Ah, summer, when screenplay-ready drama emerges from the investment banking industry. Last summer, it was CNBC’s Mike Huckman, who, in a scrappy burst of journalistic energy not often seen during the analyst-stroking bubble years, chased Salomon’s Jack Grubman into the street (Fifth Avenue) seeking comments on the breaking MCI Worldcom fiasco. And we all know how that turned out (hint: his kids are now at P.S. 6).
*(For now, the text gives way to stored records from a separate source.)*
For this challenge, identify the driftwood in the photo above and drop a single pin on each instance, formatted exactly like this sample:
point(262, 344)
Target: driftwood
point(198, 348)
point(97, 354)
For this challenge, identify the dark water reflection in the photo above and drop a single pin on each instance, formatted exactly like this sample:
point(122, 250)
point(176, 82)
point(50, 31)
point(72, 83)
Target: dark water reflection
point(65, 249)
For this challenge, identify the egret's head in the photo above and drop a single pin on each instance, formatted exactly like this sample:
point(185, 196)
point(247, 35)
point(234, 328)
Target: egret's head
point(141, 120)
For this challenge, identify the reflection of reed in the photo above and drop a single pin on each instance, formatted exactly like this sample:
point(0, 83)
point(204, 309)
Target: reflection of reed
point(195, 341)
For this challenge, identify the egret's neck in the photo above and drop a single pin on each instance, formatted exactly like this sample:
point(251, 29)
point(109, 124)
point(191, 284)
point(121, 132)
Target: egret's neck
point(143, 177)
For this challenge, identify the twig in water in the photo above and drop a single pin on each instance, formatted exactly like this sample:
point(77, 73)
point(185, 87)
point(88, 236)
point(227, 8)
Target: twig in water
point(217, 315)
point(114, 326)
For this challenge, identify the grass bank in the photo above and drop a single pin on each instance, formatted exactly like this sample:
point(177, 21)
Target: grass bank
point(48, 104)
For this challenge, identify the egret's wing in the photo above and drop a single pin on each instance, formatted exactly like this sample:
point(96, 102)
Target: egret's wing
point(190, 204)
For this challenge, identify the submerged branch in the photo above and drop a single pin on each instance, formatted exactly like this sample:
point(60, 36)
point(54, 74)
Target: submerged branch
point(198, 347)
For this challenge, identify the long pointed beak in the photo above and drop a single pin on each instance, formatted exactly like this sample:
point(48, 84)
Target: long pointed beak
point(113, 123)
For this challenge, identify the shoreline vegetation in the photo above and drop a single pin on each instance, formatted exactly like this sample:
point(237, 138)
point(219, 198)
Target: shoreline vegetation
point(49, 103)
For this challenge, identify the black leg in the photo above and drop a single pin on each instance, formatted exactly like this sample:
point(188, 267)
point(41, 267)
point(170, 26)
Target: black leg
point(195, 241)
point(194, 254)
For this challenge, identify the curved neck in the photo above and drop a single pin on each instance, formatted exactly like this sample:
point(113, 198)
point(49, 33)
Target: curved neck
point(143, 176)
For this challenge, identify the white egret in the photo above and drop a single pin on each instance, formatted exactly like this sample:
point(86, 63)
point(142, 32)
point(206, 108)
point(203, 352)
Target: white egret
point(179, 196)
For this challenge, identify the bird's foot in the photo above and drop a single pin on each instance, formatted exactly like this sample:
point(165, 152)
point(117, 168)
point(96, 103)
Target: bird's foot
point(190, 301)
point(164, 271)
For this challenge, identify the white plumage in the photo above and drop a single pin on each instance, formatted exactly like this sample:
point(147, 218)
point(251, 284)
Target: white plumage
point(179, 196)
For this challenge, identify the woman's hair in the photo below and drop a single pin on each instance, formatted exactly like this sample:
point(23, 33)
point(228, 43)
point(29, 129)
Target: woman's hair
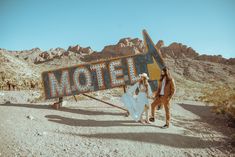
point(167, 74)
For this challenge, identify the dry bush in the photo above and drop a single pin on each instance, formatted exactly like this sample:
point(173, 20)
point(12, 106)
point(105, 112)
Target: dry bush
point(223, 99)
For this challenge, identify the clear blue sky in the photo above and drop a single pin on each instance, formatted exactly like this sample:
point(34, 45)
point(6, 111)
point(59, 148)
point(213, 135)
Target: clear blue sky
point(208, 26)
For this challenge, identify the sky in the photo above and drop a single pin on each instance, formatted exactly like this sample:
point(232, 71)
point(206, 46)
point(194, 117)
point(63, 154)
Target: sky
point(208, 26)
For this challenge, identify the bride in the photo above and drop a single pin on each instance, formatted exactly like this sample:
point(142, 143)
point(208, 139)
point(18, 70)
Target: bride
point(138, 104)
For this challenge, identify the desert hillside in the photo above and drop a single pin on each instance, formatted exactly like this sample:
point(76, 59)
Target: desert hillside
point(30, 127)
point(192, 72)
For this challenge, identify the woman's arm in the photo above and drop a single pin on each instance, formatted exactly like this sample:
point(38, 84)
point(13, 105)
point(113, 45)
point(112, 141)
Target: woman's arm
point(132, 89)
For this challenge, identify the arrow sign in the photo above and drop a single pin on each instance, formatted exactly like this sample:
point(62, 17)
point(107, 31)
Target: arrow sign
point(104, 74)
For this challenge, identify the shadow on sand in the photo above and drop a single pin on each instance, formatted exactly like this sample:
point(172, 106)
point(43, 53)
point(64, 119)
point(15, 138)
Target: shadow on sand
point(93, 123)
point(211, 120)
point(64, 109)
point(167, 139)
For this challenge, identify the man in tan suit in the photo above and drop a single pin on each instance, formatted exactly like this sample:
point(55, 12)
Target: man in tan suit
point(165, 91)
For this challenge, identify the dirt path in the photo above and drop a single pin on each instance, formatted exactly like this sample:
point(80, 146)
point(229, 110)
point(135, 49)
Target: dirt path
point(90, 128)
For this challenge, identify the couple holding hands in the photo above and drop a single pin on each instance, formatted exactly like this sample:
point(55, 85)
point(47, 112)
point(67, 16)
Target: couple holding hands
point(138, 103)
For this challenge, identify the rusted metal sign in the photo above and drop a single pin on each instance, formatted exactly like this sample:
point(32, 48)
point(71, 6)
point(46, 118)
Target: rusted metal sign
point(104, 74)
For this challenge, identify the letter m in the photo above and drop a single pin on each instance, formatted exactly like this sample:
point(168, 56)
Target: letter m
point(59, 87)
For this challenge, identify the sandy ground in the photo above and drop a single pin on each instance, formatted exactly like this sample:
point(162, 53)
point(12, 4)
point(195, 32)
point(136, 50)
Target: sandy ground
point(89, 128)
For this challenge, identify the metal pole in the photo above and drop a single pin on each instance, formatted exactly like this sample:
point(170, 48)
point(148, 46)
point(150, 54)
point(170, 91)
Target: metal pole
point(105, 102)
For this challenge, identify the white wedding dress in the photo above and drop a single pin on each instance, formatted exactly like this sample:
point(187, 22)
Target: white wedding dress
point(135, 103)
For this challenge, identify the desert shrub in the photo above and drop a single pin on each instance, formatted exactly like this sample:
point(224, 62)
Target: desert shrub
point(223, 99)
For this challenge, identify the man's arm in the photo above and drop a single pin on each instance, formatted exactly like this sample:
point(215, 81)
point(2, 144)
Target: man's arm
point(172, 89)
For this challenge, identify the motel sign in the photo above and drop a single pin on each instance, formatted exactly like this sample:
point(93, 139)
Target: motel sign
point(104, 74)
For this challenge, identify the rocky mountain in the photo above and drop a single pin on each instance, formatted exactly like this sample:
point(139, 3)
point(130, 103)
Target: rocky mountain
point(191, 71)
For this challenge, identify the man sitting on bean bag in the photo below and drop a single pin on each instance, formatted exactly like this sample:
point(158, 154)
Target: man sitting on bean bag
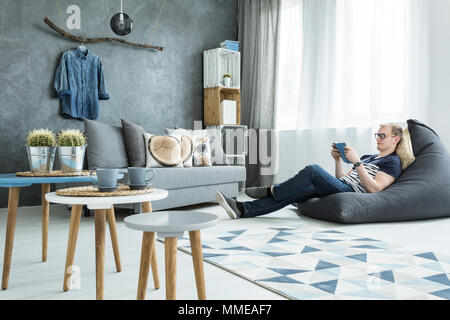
point(371, 173)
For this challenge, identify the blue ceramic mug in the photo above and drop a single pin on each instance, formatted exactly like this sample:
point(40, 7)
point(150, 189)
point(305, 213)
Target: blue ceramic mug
point(106, 178)
point(139, 176)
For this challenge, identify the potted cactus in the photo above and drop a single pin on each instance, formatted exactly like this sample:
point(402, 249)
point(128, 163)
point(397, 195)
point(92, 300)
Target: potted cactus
point(226, 79)
point(41, 150)
point(71, 150)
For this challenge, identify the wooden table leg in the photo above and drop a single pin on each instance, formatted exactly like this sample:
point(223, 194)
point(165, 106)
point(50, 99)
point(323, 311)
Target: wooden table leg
point(110, 216)
point(170, 246)
point(45, 188)
point(147, 207)
point(75, 218)
point(100, 224)
point(197, 259)
point(148, 240)
point(13, 204)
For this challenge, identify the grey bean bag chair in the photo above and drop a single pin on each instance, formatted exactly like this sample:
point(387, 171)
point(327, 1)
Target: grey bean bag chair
point(421, 192)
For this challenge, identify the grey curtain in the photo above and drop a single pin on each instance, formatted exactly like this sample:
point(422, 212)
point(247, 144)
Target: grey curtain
point(258, 36)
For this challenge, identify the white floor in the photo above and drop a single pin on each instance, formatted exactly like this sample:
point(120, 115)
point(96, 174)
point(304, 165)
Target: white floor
point(32, 279)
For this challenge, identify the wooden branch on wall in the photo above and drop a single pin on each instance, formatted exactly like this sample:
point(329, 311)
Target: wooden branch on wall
point(96, 40)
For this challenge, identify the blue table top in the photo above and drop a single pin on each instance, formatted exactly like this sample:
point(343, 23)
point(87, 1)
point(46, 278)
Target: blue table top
point(8, 180)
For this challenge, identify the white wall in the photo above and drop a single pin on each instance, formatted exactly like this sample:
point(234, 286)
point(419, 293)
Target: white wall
point(439, 69)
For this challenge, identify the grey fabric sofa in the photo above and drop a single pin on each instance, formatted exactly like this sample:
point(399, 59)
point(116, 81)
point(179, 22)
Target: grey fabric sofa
point(186, 186)
point(195, 185)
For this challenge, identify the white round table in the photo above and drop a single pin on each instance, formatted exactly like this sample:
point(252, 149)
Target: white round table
point(171, 225)
point(103, 207)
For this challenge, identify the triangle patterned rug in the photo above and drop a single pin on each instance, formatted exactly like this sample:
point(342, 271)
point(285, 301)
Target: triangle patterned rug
point(326, 264)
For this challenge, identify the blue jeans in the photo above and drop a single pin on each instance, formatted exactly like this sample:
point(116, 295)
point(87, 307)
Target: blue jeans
point(311, 182)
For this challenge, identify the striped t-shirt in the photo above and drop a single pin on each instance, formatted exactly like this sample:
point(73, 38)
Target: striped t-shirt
point(389, 164)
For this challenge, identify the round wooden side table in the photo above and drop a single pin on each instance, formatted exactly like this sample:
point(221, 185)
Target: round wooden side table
point(171, 225)
point(101, 205)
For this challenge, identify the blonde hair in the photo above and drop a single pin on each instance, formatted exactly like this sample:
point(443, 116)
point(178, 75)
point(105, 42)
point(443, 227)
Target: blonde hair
point(396, 130)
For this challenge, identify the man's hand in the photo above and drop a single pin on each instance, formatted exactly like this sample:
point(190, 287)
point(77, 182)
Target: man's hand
point(335, 153)
point(351, 154)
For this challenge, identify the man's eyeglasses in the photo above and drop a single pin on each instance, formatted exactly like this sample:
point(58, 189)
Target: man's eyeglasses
point(382, 136)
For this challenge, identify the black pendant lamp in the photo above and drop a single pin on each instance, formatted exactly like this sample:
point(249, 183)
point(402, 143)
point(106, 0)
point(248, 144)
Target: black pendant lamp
point(121, 23)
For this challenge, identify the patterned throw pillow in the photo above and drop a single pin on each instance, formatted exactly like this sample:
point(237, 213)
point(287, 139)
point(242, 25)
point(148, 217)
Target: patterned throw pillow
point(162, 151)
point(187, 147)
point(202, 152)
point(215, 137)
point(405, 151)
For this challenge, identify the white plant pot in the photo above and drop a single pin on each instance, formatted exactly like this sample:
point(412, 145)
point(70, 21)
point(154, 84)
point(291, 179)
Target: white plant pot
point(41, 159)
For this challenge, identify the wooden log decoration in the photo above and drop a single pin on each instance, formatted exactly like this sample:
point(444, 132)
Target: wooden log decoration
point(96, 40)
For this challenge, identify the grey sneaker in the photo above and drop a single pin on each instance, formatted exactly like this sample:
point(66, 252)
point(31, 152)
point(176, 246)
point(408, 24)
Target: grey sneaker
point(229, 205)
point(256, 192)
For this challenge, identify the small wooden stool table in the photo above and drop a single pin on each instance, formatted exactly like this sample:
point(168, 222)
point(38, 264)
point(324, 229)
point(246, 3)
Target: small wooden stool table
point(15, 183)
point(171, 225)
point(102, 206)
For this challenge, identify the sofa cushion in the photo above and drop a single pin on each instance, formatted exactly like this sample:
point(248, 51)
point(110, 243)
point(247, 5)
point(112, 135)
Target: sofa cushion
point(175, 178)
point(162, 151)
point(421, 192)
point(106, 145)
point(202, 152)
point(134, 143)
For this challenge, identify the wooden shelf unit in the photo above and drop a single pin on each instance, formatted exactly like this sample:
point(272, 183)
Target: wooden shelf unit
point(212, 97)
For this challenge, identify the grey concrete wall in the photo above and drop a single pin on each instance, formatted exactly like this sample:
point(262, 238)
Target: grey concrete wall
point(154, 89)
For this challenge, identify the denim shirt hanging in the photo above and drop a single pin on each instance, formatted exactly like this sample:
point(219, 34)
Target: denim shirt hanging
point(80, 84)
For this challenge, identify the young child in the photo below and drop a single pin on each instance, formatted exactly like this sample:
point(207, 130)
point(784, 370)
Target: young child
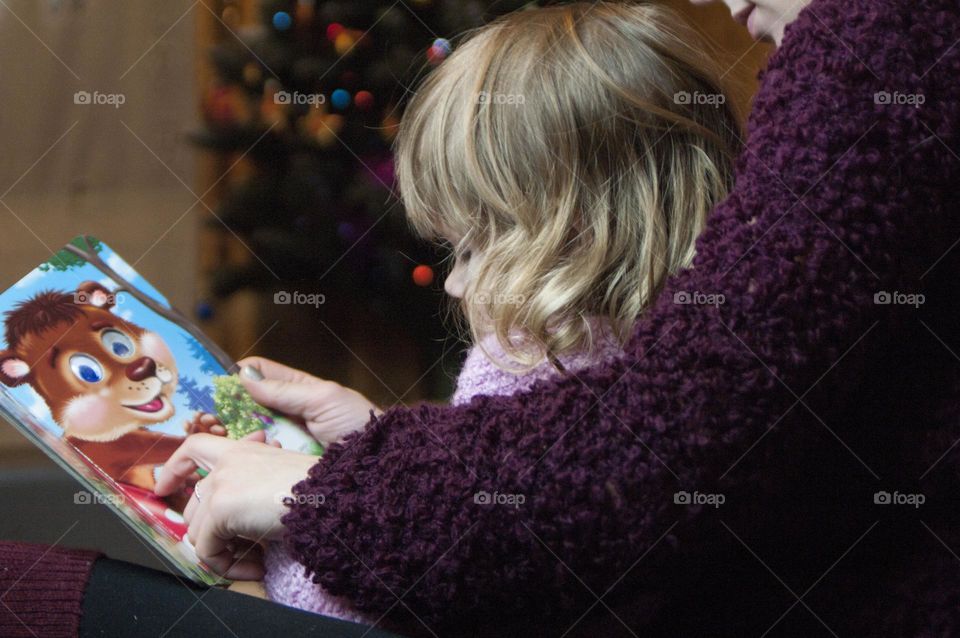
point(570, 156)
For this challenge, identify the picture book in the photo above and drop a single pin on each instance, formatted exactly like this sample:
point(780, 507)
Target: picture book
point(99, 371)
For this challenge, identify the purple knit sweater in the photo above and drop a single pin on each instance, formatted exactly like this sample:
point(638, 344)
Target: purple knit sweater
point(286, 581)
point(797, 399)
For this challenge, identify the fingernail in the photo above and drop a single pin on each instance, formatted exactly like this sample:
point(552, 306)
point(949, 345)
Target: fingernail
point(252, 372)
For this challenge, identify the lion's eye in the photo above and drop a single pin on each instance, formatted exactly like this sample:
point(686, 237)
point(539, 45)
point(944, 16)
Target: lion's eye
point(86, 368)
point(117, 343)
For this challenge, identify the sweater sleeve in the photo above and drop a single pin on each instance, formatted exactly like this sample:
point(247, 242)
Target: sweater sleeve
point(524, 501)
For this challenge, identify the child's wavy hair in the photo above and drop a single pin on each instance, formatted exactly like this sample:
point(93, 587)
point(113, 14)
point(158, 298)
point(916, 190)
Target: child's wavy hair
point(578, 150)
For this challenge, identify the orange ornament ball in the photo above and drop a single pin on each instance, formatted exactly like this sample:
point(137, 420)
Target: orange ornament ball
point(423, 275)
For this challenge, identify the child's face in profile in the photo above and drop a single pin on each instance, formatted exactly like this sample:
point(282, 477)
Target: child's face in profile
point(456, 282)
point(464, 257)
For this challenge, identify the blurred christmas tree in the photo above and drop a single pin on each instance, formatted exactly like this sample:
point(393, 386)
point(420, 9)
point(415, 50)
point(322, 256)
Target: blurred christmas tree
point(313, 96)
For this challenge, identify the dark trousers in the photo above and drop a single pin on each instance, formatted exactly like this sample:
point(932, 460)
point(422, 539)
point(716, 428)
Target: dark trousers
point(128, 600)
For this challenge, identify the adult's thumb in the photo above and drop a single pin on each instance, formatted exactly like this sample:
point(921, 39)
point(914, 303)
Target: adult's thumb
point(289, 398)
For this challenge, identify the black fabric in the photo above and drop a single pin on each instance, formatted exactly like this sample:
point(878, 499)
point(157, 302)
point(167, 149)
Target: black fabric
point(126, 600)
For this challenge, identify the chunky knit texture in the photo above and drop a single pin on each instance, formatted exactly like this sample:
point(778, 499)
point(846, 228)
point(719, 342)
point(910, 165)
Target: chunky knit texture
point(41, 589)
point(286, 580)
point(796, 399)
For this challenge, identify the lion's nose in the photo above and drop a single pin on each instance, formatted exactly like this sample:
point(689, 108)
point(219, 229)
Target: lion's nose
point(142, 368)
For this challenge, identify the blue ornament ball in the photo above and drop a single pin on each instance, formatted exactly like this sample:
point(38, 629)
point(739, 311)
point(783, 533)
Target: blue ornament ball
point(282, 21)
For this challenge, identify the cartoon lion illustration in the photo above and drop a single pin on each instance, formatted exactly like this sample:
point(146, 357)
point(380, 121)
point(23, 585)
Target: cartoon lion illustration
point(104, 379)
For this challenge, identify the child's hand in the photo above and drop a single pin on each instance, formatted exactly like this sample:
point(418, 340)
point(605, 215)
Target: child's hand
point(203, 423)
point(329, 410)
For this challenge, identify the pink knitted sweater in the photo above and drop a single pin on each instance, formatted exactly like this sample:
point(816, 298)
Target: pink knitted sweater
point(286, 581)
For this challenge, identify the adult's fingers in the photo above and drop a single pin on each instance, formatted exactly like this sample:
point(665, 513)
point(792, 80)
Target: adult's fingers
point(290, 398)
point(196, 451)
point(231, 557)
point(273, 370)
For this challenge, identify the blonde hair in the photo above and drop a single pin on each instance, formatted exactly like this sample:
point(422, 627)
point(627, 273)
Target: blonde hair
point(579, 149)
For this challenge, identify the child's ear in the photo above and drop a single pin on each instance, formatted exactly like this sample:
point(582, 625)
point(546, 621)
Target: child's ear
point(13, 370)
point(94, 294)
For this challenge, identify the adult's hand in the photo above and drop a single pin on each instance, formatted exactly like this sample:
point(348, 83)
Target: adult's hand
point(239, 503)
point(329, 410)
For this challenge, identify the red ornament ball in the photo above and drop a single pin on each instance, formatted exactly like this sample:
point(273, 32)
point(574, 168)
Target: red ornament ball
point(333, 30)
point(363, 100)
point(423, 275)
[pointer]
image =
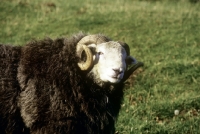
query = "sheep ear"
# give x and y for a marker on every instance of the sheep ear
(130, 60)
(93, 47)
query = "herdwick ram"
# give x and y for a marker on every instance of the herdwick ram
(68, 85)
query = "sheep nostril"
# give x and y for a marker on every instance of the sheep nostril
(117, 71)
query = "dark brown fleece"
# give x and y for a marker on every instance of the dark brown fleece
(43, 91)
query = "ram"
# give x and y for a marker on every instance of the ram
(67, 85)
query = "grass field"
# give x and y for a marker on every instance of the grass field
(164, 34)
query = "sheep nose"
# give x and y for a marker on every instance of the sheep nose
(117, 70)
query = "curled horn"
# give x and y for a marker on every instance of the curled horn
(82, 47)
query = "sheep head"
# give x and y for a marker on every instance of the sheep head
(108, 61)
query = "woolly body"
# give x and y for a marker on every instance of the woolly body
(42, 90)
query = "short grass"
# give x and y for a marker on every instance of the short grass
(164, 34)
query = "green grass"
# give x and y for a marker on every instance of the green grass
(164, 34)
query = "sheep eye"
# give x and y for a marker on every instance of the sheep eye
(100, 53)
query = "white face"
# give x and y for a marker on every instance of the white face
(110, 62)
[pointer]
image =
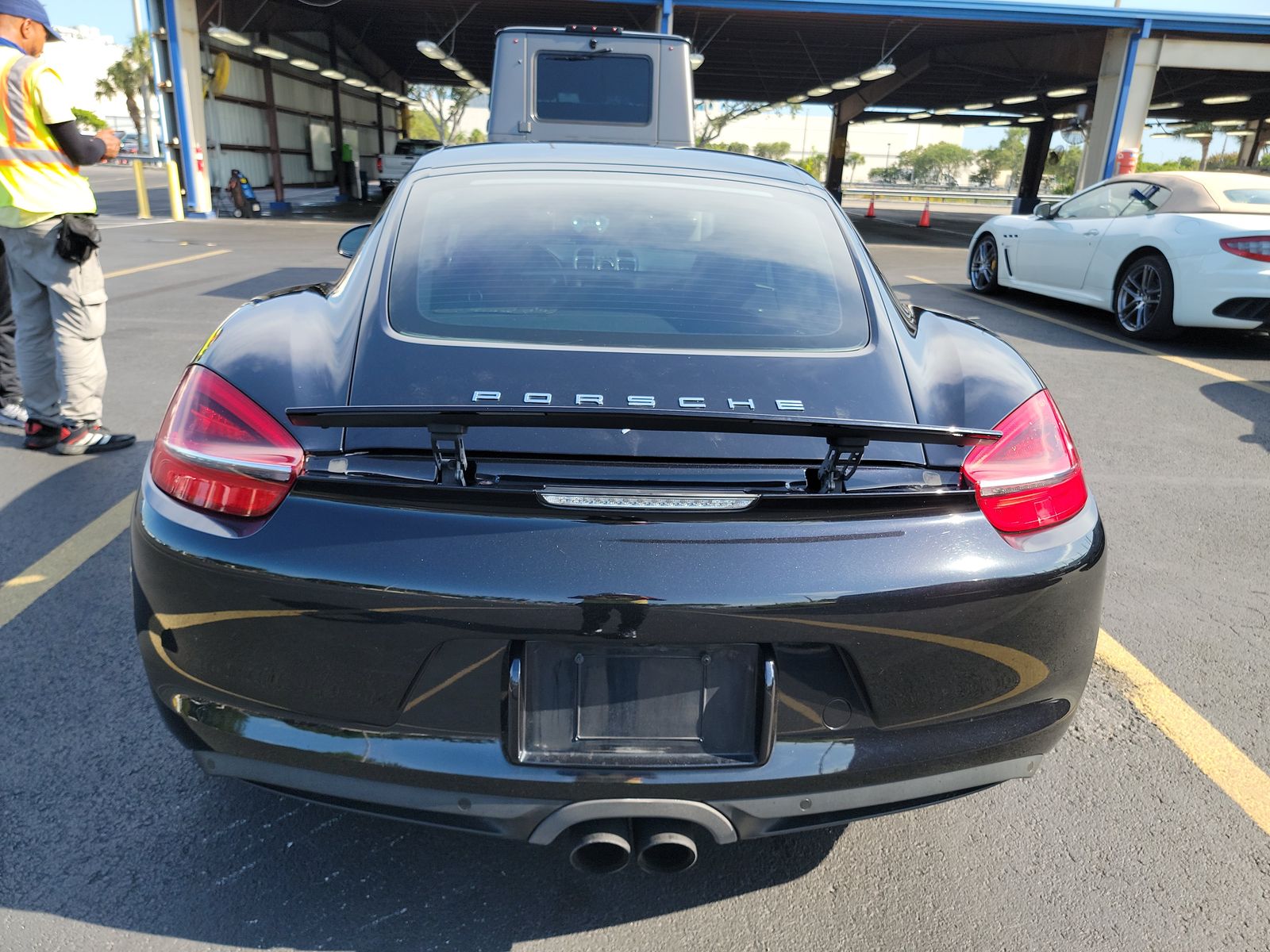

This year, it’s not street theater, but courtroom drama. At stake is a $56 million tax bill, not an eyebrow-raising amount by i-banking standards. But it’s everything, if market reversals leave your entire net worth sitting well within the $112 million spread of the court’s decision. And it’s even more everything if the star is not a mere Master of the Universe, but An Architect of the Universe itself, Dr Myron Scholes.
MBA’s have the Black-Scholes model for pricing options burned into our heads. In hyperbolic shorthand (this is for a screenplay, remember?), Black-Scholes made modern capital markets possible, creating the common language of risk and return. Grubman’s a cog in the machine. Scholes helped define. For all the good that‘ll do him. In a NYTimes article that’d make Dick Wolf proud, David Cay Johnston tells of The Architect’s encounter on the stand with a crack federal prosecutor.